Presidente afirma que grandes empresas americanas atuarão diretamente na indústria energética venezuelana em meio a mudanças políticas no país
Por Tatiane Martinelli | GNEWSUSA
O presidente dos Estados Unidos, Donald Trump, declarou neste sábado (3) que o país estará “muito fortemente envolvido” na indústria petrolífera da Venezuela. A afirmação foi feita após a confirmação de uma operação militar de grande escala que resultou na captura do presidente venezuelano Nicolás Maduro e de sua esposa, Cilia Flores, em território do próprio país.
Segundo Trump, o plano do governo americano é promover a participação direta das grandes empresas de petróleo dos Estados Unidos no setor energético venezuelano, considerado estratégico para a região.
Interesse estratégico no setor energético
A declaração ocorre em meio a incertezas sobre o futuro da PDVSA, estatal de petróleo da Venezuela. Trump destacou que os Estados Unidos concentram algumas das maiores companhias do setor no mundo e que elas terão papel ativo no processo de reestruturação da indústria petrolífera do país sul-americano.
Antes da operação militar, os Estados Unidos já haviam imposto, em dezembro do ano passado, um bloqueio ao petróleo venezuelano. A medida resultou na redução das exportações do país em cerca de 50% em relação ao mês anterior.

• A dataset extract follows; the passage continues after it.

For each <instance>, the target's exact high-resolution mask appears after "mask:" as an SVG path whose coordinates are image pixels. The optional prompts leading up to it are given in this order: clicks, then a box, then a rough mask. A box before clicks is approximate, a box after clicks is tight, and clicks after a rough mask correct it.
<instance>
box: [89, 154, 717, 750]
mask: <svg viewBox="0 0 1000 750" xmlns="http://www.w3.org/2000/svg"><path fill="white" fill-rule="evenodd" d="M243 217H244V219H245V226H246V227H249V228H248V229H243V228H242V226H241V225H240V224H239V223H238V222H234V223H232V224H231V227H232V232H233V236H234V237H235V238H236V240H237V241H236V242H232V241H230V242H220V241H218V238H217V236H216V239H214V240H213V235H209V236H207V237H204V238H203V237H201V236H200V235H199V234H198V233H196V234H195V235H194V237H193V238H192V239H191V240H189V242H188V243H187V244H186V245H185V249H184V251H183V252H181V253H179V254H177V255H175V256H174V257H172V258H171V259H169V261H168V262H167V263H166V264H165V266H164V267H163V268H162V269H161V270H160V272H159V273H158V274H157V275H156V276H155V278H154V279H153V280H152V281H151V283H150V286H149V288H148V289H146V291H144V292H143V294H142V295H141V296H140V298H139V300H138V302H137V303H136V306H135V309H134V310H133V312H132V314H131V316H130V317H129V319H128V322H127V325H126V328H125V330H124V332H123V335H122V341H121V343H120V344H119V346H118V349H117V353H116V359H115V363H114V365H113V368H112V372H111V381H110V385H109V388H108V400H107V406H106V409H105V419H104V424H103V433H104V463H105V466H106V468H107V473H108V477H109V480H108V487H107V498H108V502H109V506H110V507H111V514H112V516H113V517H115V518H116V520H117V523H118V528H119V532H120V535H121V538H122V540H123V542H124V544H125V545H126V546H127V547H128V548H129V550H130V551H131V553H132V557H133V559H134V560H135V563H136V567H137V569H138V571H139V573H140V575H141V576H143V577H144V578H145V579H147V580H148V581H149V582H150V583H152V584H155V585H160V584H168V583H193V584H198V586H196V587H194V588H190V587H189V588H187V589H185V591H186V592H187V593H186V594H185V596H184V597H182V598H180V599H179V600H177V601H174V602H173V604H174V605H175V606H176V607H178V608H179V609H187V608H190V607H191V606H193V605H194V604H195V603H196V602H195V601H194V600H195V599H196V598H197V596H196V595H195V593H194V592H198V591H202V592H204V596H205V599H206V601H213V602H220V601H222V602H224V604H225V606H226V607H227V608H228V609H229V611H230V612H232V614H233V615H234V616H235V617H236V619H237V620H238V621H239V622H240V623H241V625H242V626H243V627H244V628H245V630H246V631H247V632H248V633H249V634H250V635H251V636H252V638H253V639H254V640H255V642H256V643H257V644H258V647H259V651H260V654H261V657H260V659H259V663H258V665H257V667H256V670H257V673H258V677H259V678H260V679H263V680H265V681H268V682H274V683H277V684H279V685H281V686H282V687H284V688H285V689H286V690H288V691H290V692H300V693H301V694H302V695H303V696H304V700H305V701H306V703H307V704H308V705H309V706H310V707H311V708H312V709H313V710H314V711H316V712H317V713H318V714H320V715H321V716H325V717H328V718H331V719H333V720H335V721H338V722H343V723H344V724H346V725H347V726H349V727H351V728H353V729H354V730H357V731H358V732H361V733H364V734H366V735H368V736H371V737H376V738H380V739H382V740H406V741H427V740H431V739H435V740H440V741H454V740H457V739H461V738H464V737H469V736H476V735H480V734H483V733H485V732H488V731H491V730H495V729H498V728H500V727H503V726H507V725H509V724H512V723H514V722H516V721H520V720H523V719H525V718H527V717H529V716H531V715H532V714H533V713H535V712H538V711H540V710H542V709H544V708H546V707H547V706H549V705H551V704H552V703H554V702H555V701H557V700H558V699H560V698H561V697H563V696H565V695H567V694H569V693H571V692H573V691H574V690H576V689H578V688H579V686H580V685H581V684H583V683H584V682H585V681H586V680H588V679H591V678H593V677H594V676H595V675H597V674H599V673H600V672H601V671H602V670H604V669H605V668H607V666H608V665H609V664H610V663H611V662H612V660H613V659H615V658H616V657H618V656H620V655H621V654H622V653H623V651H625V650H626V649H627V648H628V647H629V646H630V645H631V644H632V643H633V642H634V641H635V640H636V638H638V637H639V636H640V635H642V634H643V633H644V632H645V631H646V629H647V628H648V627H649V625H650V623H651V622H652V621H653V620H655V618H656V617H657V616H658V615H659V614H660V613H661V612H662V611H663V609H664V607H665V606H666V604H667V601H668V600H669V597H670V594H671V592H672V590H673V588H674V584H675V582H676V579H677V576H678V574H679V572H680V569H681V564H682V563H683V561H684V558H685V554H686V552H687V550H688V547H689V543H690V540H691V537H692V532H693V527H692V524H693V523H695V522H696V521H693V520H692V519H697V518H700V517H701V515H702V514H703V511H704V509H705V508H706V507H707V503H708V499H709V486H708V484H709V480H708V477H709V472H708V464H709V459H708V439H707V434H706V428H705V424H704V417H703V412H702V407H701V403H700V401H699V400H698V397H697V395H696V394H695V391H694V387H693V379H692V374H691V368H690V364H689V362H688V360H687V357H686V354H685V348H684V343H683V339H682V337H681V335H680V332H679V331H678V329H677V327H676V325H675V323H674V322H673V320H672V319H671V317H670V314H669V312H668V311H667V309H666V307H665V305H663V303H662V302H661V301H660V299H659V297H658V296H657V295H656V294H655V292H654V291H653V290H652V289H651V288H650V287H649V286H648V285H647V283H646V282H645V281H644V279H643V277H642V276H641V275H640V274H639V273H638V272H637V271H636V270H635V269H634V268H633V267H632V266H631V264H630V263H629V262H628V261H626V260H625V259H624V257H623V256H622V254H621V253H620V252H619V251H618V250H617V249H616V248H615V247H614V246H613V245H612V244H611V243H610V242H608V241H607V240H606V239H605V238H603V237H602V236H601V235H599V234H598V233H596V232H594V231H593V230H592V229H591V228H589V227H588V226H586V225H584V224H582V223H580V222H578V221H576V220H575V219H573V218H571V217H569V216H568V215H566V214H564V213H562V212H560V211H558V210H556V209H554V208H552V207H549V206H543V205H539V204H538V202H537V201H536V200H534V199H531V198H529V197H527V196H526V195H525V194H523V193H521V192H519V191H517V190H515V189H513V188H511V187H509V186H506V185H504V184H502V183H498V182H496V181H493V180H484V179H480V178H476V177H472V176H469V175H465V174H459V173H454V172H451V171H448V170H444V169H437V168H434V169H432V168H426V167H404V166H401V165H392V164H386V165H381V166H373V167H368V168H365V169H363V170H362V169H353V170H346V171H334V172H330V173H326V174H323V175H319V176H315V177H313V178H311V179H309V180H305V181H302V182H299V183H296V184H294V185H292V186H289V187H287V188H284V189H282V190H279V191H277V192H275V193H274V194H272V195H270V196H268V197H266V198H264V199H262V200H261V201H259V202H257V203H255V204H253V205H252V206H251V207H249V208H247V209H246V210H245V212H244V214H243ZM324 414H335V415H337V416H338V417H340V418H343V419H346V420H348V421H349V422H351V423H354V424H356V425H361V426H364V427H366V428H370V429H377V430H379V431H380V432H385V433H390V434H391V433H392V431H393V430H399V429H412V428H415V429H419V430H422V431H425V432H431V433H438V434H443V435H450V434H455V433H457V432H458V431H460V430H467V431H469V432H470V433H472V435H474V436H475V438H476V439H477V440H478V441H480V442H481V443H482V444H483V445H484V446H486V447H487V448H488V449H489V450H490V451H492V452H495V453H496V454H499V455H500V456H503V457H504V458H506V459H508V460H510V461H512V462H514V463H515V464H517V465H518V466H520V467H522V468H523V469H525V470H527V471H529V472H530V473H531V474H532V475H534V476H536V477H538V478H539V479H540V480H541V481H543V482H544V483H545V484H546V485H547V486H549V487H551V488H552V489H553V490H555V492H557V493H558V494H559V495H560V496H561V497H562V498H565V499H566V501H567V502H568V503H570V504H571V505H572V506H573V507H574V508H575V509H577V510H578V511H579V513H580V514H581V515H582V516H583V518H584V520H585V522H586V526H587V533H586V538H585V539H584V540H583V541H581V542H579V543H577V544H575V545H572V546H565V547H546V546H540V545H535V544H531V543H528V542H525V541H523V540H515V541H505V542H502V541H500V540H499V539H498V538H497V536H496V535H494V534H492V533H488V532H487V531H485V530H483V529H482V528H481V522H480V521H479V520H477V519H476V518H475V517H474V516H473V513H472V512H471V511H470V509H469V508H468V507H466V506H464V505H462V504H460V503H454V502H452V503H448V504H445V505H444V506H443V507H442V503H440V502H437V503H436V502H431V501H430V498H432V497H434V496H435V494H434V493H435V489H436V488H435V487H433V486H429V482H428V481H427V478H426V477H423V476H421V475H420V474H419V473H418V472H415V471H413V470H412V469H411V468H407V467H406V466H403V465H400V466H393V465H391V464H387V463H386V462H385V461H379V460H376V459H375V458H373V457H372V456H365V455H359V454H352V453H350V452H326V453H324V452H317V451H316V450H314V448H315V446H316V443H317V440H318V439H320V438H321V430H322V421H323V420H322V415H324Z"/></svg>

Apesar da incursão militar que atingiu Caracas e os estados de Miranda, Aragua e La Guaira, fontes ligadas à PDVSA informaram que as atividades de produção e refino de petróleo operavam normalmente neste sábado e não sofreram danos diretos.
No entanto, o sistema administrativo da estatal ainda enfrenta dificuldades decorrentes de um ataque cibernético ocorrido no final do ano passado, que comprometeu temporariamente seus sistemas internos.
Detalhes da operação e base legal
A captura de Nicolás Maduro foi realizada pela Força Delta, unidade de elite do Exército dos Estados Unidos, com apoio de inteligência da CIA e de forças policiais americanas. A ação foi autorizada por Trump com base em suas prerrogativas como comandante-chefe das Forças Armadas, conforme o Artigo II da Constituição dos EUA.
Maduro foi levado para os Estados Unidos, onde deverá responder a processos judiciais relacionados a acusações de narcoterrorismo e conspiração para o tráfico internacional de drogas.
O governo venezuelano classificou a ação como uma agressão e decretou estado de emergência nacional.
Ataque não afetou estrutura petrolífera
Fontes com conhecimento das operações da PDVSA afirmaram que a produção e o refino de petróleo seguem funcionando normalmente. O porto de La Guaira, próximo a Caracas, teria registrado danos significativos, mas não é utilizado para exportações de petróleo.
Em dezembro, o bloqueio anunciado pelos Estados Unidos levou à apreensão de duas cargas de petróleo venezuelano. Dados de monitoramento indicam que as exportações do país, membro da Opep, caíram de cerca de 950 mil barris por dia em novembro para aproximadamente metade desse volume no mês seguinte.
As restrições fizeram com que armadores evitassem as águas venezuelanas, elevando os estoques de petróleo e combustíveis da PDVSA e obrigando a estatal a desacelerar entregas e armazenar cargas em navios-tanque para manter a produção.